Commercial beers are very well made indeed. They are not crap beers, any more than a Toyota Camry is a crap car. Boring and bland, yes, but actually made to the highest standards. Breweries spend millions employing yeast scientists, engineers, graduate brewers and source the best ingredients on the market plus the best temperature controlled computer operated brewing gear to turn out identical batches time after time.
They do this because there is a demand for their product from people who do not particulary see craft beers as being for them. Much in the same way that Coon Cheese isn't going to close down soon just because there is Imported Danish Havarti or Dutch Maasdam or Goats milk Bulgarian Fetta out there.
Just like Tip Top bread, commercial mainstream pale lagers are going to be the sliced white loaf of beer drinkers for decades to come.
If you want to try and emulate them, it is one of the hardest home brewing exercises and, from experience, I'd say you won't do it with partials. Sorry.
You have nothing to hide behind if you don't get the process spot on. You can't chuck in some extra hops or some extra malt as you would with an APA or a stout, isn't going to work.
At the risk of sounding immodest, but on topic for this thread, I won a second place gong in the Pale Lagers at the Nats just gone with a Premium Australian Lager, and it's taken me 6 years to get there.
Use the same ingredients they do: domestic pilsener malt and cane sugar that's right cane sugar *
Use Pride of Ringwood Hops
Use a Danish style lager yeast similar to the Fosters B strain (Recommend Wyeast Danish Lager)

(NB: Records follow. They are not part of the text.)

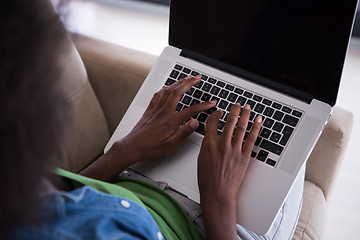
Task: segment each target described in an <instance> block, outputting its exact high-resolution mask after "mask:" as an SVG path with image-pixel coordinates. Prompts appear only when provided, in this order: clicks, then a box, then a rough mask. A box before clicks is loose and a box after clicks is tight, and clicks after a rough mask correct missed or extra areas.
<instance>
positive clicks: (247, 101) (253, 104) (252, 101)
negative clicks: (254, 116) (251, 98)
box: [246, 99, 256, 109]
mask: <svg viewBox="0 0 360 240" xmlns="http://www.w3.org/2000/svg"><path fill="white" fill-rule="evenodd" d="M246 104H248V105H249V106H250V108H251V109H253V108H254V107H255V104H256V102H254V101H253V100H250V99H249V100H248V101H247V102H246Z"/></svg>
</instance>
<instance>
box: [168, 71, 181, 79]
mask: <svg viewBox="0 0 360 240" xmlns="http://www.w3.org/2000/svg"><path fill="white" fill-rule="evenodd" d="M179 74H180V72H178V71H176V70H172V72H171V73H170V77H172V78H174V79H176V78H177V77H178V76H179Z"/></svg>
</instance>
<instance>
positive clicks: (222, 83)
mask: <svg viewBox="0 0 360 240" xmlns="http://www.w3.org/2000/svg"><path fill="white" fill-rule="evenodd" d="M216 85H218V86H219V87H224V86H225V83H224V82H221V81H218V82H217V83H216Z"/></svg>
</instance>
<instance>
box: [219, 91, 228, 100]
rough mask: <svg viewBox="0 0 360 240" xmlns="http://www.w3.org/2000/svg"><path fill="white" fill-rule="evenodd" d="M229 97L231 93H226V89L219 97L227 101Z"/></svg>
mask: <svg viewBox="0 0 360 240" xmlns="http://www.w3.org/2000/svg"><path fill="white" fill-rule="evenodd" d="M228 95H229V91H226V90H225V89H223V90H221V92H220V94H219V97H221V98H224V99H226V98H227V96H228Z"/></svg>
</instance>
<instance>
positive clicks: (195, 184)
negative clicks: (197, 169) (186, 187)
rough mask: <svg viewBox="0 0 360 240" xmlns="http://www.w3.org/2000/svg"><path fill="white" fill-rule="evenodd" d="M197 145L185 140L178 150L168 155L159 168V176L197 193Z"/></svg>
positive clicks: (198, 152) (192, 142)
mask: <svg viewBox="0 0 360 240" xmlns="http://www.w3.org/2000/svg"><path fill="white" fill-rule="evenodd" d="M199 149H200V147H199V145H198V144H196V143H193V142H191V141H189V140H185V141H184V142H183V143H182V144H181V145H180V146H179V148H178V149H177V150H176V151H175V152H173V153H171V154H169V155H168V156H167V157H166V159H165V161H164V163H163V165H162V166H161V167H160V171H159V172H160V174H162V175H164V176H166V177H167V178H170V179H172V180H174V181H175V182H177V183H179V184H181V185H183V186H185V187H187V188H189V189H192V190H193V191H195V192H198V185H197V156H198V154H199Z"/></svg>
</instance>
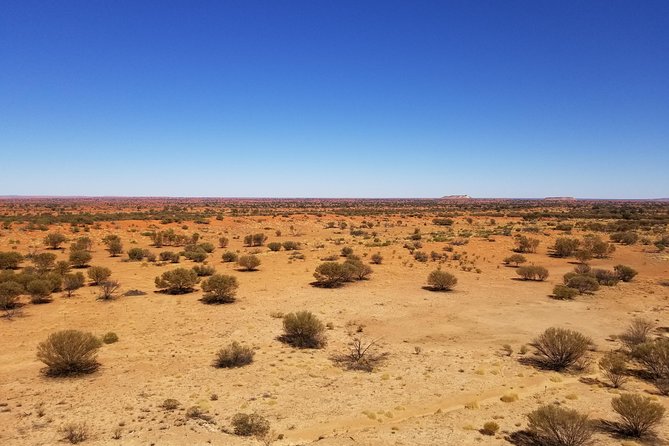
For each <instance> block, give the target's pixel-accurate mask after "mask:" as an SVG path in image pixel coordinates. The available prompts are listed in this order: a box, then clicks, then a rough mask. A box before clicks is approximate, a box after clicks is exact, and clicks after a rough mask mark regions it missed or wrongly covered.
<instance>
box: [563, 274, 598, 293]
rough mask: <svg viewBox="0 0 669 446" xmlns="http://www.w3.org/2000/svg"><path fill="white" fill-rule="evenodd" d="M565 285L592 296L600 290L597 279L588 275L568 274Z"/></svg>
mask: <svg viewBox="0 0 669 446" xmlns="http://www.w3.org/2000/svg"><path fill="white" fill-rule="evenodd" d="M564 284H565V285H566V286H568V287H569V288H574V289H576V290H578V292H579V293H581V294H586V293H587V294H592V293H594V292H595V291H597V290H598V289H599V282H597V279H595V278H594V277H593V276H591V275H587V274H576V273H567V274H565V276H564Z"/></svg>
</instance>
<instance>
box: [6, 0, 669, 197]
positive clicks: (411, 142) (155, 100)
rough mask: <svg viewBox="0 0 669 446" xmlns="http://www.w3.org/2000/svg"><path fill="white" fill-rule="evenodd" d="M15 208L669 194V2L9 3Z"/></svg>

Mash to a certain and precise schedule: 62 degrees for two hours then raise quickly to a short mashout at 78
Ferment to their typical schedule with the above yeast .. start at 13 degrees for a few days then let rise to around 19 degrees to finish
Lager for 10 days at -1
Ideally filter it, but in any case take the most stringent steps to avoid yeast carry over and chill haze (recommend brewbright)
Serve blisteringly cold.
Personally I prefer to make UK style real ales and the visitors can bring their own VB if they prefer.
*Cane sugar is used in Aussie beers historically to adjust the results from the often dodgy barleys that were grown in the colony. Also, for much of the 20th century pubs closed at 6 pm, giving rise to the six o'clock swill when workers would crowd into bars that were tiled like urinals and would swill down as much piss as possible, sometimes standing with legs outspread and ten or twelve pots on the floor between them. The beer had to be light in body and easily sunk schooner after schooner after schooner, so sugar was essential in the brew and it's stayed there.